First of all, sliding a counter horizontally changes neither the total number of inversions nor the row number of the empty square. Therefore let's consider sliding a counter vertically.

Let's assume, for example, that the counter a is located directly over the empty square. Sliding it down changes the parity of the row number of the empty square. Now consider the total number of inversions. The move only affects relative positions of counters a, b, c, and d. If none of the b, c, d caused an inversion relative to a (i.e., all three are larger than a) then after sliding one gets three (an odd number) of additional inversions. If one of the three is smaller than a, then before the move b,c, and d contributed a single inversion (relative to a) whereas after the move they'll be contributing two inversions - a change of 1, also an odd number. Two additional cases obviously lead to the same result. Thus the change in the sum N is always even. This is precisely what we have set out to show.

 

  1. (4 marks)  Exercise 3.7 a. b

a. Initial state: No regions colored.

Goal test: All regions colored, and no two adjacent regions have the same color.

Successor function: Assign a color to a region.

Cost function: Number of assignments.

b. Initial state: As described in the text.

Goal test: Monkey has bananas.

Successor function: Hop on crate; Hop off crate; Push crate from one spot to another; Walk from one spot to another; grab bananas (if standing on crate).
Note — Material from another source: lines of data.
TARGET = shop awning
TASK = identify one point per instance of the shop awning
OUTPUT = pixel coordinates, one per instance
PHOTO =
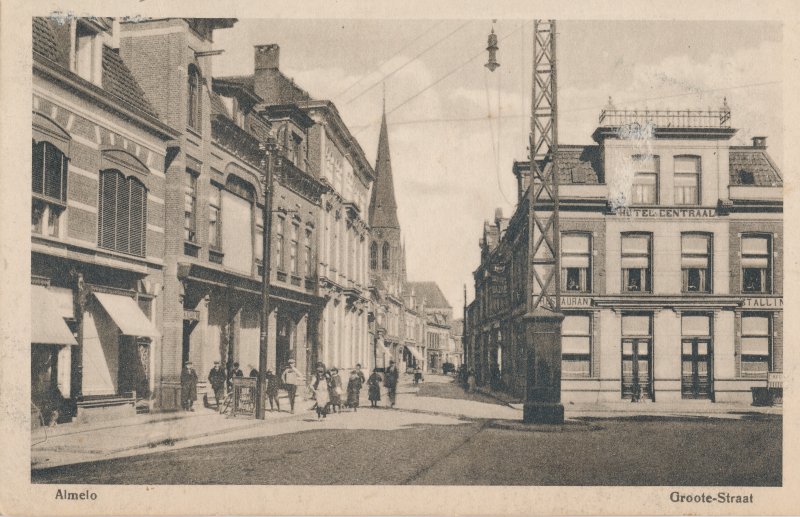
(416, 353)
(47, 324)
(127, 315)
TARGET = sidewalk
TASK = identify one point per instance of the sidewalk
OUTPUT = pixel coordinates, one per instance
(76, 443)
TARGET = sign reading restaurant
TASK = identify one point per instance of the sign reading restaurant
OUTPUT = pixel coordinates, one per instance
(762, 302)
(674, 213)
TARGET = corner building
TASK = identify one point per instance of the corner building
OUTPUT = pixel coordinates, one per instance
(671, 265)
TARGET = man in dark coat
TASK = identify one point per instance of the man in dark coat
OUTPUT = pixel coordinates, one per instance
(188, 387)
(392, 377)
(216, 377)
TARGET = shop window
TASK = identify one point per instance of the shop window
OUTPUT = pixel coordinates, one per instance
(279, 262)
(194, 107)
(190, 206)
(576, 273)
(756, 344)
(636, 268)
(386, 255)
(644, 190)
(696, 263)
(122, 216)
(756, 264)
(576, 345)
(49, 187)
(687, 180)
(214, 219)
(373, 255)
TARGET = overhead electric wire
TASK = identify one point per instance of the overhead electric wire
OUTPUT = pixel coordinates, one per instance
(585, 108)
(387, 60)
(442, 78)
(407, 63)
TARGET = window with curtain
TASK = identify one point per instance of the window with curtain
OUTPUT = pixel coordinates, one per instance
(373, 255)
(576, 273)
(696, 263)
(386, 256)
(214, 223)
(49, 187)
(756, 263)
(644, 190)
(687, 180)
(122, 214)
(194, 107)
(636, 269)
(576, 345)
(756, 344)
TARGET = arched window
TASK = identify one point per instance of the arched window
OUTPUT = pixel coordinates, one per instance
(386, 255)
(122, 224)
(49, 187)
(194, 103)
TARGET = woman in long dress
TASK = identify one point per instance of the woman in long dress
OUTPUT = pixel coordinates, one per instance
(374, 383)
(320, 387)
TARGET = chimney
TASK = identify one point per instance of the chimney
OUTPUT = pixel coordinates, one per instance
(267, 56)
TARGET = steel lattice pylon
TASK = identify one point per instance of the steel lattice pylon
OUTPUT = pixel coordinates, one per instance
(543, 202)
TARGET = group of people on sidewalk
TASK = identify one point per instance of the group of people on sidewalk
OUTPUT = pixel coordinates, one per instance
(326, 386)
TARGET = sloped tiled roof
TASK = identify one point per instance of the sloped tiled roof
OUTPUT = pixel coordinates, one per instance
(117, 78)
(753, 166)
(579, 164)
(430, 292)
(119, 81)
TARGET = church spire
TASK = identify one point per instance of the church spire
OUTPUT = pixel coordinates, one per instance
(383, 207)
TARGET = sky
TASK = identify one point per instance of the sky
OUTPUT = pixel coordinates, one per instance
(455, 128)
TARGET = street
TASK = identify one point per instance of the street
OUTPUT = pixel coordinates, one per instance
(404, 446)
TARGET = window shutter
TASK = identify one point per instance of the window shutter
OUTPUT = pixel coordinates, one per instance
(52, 171)
(108, 209)
(138, 218)
(37, 168)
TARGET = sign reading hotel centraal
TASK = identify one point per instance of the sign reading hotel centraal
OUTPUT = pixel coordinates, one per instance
(775, 303)
(673, 213)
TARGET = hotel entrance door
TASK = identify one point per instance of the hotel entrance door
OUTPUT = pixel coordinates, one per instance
(696, 365)
(636, 369)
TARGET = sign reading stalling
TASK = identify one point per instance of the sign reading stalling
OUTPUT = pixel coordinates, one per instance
(576, 301)
(762, 302)
(672, 213)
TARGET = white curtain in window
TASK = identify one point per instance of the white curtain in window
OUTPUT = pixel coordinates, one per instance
(237, 239)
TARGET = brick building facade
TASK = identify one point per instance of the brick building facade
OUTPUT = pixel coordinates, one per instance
(671, 266)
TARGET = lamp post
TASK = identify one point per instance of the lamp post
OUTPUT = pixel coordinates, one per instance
(266, 255)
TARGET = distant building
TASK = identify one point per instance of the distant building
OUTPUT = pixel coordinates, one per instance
(671, 266)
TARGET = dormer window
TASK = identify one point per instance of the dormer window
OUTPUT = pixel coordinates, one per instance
(86, 53)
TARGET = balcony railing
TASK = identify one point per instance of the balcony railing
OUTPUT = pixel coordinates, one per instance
(667, 118)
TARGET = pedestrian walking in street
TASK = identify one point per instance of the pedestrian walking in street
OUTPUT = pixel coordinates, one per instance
(360, 374)
(188, 387)
(417, 374)
(321, 395)
(234, 372)
(290, 378)
(392, 377)
(336, 390)
(354, 389)
(272, 390)
(374, 384)
(470, 381)
(216, 377)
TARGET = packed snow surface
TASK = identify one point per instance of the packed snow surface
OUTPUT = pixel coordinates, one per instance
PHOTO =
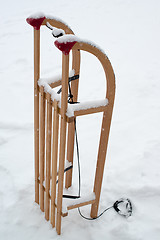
(128, 33)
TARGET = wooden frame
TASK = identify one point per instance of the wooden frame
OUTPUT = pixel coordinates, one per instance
(47, 147)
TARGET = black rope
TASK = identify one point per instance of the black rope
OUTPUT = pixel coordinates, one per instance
(122, 206)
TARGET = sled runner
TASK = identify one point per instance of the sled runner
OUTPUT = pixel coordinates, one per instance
(51, 107)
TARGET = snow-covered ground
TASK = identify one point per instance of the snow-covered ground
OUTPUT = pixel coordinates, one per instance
(128, 31)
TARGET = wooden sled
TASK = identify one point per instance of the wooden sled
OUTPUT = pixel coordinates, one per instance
(49, 107)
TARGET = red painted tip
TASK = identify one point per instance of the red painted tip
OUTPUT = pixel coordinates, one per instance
(64, 47)
(35, 22)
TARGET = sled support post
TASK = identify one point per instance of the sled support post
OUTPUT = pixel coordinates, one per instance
(42, 146)
(54, 160)
(71, 127)
(65, 74)
(36, 109)
(54, 123)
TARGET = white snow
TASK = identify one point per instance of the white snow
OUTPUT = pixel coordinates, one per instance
(129, 32)
(36, 15)
(85, 105)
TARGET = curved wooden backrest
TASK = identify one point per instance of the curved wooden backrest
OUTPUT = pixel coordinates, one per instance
(109, 73)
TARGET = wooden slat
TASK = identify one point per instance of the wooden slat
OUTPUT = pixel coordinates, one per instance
(42, 146)
(65, 73)
(85, 112)
(48, 155)
(54, 161)
(36, 109)
(71, 127)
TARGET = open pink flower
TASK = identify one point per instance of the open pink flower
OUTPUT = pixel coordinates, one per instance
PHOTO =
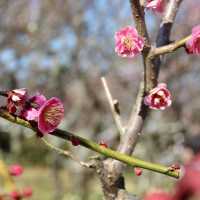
(128, 43)
(159, 98)
(158, 195)
(50, 115)
(16, 170)
(31, 111)
(16, 100)
(193, 44)
(156, 5)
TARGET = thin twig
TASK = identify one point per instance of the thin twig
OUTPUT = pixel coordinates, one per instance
(68, 154)
(129, 160)
(115, 112)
Cost function: Number of actions.

 

  1. (6 marks)  Exercise 3.9 (no need to implement it)

 

a. Here is one possible representation: A state is a six-tuple of integers listing the number of missionaries, cannibals, and boats on the first side, and then the second side of the river. The goal is a state with 3 missionaries and 3 cannibals on the second side. The cost function is one per action, and the successors of a state are all the states that move 1 or 2 people and 1 boat from one side to another.

b. The search space is small, so any optimal algorithm works. It suffices to eliminate moves that circle back to the state just visited. From all but the first and last states, there is only one other choice.

c. It is not obvious that almost all moves are either illegal or revert to the previous state. There is a feeling of a large branching factor, and no clear way to proceed.

 

  1. (2 marks)  Exercise 3.13

  1. (4 marks)  Exercise 3.18

 

The belief state space is shown in Figure S3.2. No solution is possible because no path leads to a belief state all of whose elements satisfy the goal. If the problem is fully observable, the agent reaches a goal state by executing a sequence such that Suck is performed only in a dirty square. This ensures deterministic behavior and every state is obviously solvable.